Today I start back after a wonderful weekend with my Dad. We didn’t do anything too big but just enjoyed each other’s company. And as we both get older, I am learning to enjoy every little moment together. Tomorrow anyone one of us could be gone from earth. And I want to make sure I don’t lose sight of every precious moment.

We were driving home from church today and we started talking about how precious life is and how little time we actually get to really just enjoy moments with family. We are spread out across many different states (and countries!) and I start to realize how those moments when we talk on the phone each day really matter a ton. And how disengaging for a few minutes is so important to really listen to the other person on the line. Since we don’t live super close, when we are together, it is so important to be present. But day to day, the phone calls and funny moments we share with each other is what will make up our memories….in between those rare face to face moments a few times a year we are together.
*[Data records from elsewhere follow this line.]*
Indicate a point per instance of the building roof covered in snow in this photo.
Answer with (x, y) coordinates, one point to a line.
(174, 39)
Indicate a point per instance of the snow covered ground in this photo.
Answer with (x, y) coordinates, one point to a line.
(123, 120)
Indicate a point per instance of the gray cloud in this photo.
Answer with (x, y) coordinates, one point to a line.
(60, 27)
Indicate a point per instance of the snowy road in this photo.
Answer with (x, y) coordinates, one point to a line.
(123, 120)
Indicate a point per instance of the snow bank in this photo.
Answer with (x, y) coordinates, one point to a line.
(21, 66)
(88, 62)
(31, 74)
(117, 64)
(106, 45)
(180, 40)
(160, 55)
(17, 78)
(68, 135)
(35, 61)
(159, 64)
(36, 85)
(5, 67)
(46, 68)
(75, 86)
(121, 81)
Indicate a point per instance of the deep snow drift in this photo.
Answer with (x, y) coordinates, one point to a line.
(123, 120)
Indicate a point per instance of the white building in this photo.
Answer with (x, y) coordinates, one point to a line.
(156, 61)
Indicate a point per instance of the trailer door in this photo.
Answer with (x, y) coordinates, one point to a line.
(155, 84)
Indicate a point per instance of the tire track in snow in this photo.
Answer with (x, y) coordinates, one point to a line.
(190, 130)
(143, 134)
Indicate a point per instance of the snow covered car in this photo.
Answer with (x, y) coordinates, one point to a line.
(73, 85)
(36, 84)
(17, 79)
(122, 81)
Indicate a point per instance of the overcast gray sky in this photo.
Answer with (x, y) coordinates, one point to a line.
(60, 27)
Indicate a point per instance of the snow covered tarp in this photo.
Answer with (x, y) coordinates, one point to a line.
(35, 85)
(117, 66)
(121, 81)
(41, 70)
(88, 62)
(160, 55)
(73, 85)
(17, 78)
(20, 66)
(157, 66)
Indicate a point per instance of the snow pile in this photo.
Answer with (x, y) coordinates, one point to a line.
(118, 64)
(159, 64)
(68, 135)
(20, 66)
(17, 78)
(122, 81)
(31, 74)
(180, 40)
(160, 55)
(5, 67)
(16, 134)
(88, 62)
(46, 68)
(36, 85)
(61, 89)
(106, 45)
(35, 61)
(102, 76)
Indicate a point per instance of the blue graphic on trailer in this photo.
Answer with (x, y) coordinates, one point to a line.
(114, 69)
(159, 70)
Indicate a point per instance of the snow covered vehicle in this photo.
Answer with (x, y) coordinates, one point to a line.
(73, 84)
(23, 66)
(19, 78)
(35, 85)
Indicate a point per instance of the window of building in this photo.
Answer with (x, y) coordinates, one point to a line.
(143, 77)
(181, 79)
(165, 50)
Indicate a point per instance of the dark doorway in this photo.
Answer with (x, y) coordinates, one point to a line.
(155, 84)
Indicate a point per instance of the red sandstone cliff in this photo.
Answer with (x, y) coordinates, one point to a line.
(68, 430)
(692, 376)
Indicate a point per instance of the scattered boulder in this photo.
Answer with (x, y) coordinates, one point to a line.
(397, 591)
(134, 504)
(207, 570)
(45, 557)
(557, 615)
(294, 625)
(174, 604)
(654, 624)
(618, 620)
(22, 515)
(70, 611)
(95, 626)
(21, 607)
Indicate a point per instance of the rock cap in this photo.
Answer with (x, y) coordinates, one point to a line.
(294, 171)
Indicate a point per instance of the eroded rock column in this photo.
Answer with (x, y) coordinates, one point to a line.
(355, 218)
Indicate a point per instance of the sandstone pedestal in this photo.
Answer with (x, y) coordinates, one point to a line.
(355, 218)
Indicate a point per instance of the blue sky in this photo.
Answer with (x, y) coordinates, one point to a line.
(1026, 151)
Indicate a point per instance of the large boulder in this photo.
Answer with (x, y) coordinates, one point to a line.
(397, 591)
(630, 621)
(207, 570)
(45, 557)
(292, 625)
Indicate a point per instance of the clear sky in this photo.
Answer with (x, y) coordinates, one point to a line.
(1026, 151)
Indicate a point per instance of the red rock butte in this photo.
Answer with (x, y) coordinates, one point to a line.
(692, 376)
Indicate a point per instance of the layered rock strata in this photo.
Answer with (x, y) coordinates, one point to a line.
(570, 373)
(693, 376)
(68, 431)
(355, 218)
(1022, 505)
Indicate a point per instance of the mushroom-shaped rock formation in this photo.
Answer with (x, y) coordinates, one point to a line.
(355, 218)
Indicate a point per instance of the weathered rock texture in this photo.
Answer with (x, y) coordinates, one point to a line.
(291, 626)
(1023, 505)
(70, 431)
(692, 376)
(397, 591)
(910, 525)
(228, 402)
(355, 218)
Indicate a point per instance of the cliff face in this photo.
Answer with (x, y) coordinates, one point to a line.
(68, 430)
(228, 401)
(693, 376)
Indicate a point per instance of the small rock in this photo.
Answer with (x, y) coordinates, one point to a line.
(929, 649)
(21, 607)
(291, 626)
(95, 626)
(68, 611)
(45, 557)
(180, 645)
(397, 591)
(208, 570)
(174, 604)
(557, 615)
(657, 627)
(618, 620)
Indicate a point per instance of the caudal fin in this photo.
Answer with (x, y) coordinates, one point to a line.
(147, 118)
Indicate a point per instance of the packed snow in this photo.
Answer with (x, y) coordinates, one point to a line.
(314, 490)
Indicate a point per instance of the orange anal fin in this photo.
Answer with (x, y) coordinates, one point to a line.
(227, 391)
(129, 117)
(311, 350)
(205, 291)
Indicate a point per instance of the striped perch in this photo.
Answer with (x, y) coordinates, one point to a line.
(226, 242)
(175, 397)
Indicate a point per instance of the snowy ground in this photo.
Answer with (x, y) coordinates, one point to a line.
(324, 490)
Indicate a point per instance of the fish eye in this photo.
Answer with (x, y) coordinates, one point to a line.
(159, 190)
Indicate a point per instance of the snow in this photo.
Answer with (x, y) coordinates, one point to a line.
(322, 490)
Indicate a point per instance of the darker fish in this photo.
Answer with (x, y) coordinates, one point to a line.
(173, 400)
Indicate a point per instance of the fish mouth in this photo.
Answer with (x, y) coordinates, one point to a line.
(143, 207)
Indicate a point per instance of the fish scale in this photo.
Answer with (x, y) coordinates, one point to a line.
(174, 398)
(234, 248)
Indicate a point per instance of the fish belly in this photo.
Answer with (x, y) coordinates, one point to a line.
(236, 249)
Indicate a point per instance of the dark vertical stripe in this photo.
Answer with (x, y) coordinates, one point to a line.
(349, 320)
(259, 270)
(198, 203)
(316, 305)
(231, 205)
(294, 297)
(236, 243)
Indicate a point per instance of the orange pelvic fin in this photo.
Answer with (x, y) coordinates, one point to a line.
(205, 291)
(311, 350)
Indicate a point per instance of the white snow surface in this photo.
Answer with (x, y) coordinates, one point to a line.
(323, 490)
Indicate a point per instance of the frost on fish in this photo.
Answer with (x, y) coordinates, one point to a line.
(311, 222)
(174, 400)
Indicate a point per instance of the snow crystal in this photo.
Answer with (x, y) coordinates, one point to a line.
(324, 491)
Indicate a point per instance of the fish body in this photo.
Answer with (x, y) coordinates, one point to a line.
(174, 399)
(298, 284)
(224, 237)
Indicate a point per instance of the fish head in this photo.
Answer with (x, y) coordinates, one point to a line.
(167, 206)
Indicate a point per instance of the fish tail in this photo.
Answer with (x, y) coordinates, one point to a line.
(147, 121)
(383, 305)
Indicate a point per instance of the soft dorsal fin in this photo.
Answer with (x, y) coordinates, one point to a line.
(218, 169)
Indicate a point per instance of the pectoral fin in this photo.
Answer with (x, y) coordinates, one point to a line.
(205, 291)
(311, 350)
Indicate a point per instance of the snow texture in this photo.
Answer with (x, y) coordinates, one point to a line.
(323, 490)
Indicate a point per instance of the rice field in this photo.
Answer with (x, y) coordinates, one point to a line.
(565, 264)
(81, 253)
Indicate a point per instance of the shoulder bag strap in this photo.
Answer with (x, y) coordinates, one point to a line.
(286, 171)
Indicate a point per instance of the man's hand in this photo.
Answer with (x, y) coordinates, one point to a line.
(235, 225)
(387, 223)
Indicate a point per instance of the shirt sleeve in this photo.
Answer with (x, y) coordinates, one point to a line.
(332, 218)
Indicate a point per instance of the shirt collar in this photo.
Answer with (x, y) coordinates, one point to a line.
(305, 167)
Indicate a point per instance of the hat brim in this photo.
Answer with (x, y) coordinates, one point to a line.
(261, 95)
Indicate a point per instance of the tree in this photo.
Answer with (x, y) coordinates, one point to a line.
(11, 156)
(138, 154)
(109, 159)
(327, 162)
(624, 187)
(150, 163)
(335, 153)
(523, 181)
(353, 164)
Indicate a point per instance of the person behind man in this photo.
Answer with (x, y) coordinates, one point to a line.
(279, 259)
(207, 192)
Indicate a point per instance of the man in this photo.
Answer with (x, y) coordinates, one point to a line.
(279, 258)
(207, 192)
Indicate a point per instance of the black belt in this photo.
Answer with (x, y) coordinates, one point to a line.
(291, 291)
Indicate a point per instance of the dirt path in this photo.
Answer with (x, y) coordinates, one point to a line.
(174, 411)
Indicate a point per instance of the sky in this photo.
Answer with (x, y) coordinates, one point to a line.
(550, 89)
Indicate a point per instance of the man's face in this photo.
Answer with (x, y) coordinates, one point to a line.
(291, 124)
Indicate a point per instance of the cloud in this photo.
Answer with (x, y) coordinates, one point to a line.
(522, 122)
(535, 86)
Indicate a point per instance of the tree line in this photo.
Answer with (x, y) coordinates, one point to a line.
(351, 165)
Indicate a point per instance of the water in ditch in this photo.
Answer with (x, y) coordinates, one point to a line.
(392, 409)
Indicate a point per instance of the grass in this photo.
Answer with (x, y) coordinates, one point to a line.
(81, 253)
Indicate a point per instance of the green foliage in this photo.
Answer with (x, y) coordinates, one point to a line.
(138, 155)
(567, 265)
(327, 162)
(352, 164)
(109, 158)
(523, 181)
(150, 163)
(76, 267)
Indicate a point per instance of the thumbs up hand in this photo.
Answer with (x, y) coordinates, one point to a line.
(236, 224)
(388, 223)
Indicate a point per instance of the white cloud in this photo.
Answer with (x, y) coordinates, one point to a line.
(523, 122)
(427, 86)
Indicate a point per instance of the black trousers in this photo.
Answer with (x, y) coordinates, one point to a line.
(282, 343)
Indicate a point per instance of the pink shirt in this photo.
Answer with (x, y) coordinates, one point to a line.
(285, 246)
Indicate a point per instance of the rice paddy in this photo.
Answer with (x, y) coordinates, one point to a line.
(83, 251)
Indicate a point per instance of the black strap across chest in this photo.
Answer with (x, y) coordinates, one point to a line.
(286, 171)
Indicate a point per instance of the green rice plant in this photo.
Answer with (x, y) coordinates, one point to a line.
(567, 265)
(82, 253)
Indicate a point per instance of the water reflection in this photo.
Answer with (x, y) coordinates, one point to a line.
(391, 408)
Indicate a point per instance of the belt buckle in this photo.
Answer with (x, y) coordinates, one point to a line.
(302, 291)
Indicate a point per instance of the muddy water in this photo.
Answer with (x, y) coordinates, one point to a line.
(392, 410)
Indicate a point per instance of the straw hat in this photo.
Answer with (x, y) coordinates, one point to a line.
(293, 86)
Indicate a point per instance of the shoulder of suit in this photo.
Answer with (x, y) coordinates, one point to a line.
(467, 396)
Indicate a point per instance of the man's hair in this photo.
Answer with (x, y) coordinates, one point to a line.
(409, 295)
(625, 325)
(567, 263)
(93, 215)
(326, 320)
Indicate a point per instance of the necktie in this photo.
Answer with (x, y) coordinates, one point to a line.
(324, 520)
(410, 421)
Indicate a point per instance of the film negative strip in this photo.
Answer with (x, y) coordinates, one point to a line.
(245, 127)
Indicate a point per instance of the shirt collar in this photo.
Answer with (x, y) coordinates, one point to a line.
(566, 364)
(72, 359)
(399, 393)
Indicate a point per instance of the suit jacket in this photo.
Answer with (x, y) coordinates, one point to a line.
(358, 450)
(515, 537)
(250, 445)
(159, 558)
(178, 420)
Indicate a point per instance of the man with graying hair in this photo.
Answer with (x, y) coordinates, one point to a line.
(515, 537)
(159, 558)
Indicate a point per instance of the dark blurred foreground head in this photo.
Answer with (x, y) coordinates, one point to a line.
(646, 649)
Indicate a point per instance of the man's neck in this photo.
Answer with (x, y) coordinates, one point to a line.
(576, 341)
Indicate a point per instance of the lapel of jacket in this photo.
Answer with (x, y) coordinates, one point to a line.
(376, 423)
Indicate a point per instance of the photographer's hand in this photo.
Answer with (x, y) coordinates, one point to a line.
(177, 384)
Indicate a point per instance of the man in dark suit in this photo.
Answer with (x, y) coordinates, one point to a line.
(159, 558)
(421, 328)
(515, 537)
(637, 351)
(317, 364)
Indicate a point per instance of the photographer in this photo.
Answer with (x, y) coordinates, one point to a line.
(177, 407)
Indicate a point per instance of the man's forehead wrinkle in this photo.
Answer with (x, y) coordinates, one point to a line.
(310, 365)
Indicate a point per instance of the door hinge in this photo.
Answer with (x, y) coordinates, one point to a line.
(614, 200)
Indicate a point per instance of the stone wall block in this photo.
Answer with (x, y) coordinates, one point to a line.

I hope we each take a minute each day to be thankful for the family we still have here on earth. And to thank god for the health (mental and physical) we are awarded each day we can breathe another breath. Because honestly, so much of life is stressful and anxiety driven, we forget how lucky we are at times. I want to appreciate this time in my life where my entire family (that is alive) is healthy and relatively happy. And make sure to pay attention to how this feels, our conversations, and our time together. So that these memories are ingrained in my head. And so these moments will get me through the hard times with no regrets. Say I love you. Mean it. Put down your phone and listen. Smile. Make each other laugh. Kiss and hug your loved ones. Make sure you make time for family. We only get one and life is precious.

A year from now, everything you’re stressing about you won’t remember. But you will remember your laughs, joys, tears, and memories with your family. So don’t forget to enjoy and make them when you get a chance vs so focused on petty and work driven stress.

My blog today is a reminder to myself as much as to anyone else. Today, I want to remember this moment and breathe. Be still and appreciate the hug from my Dad.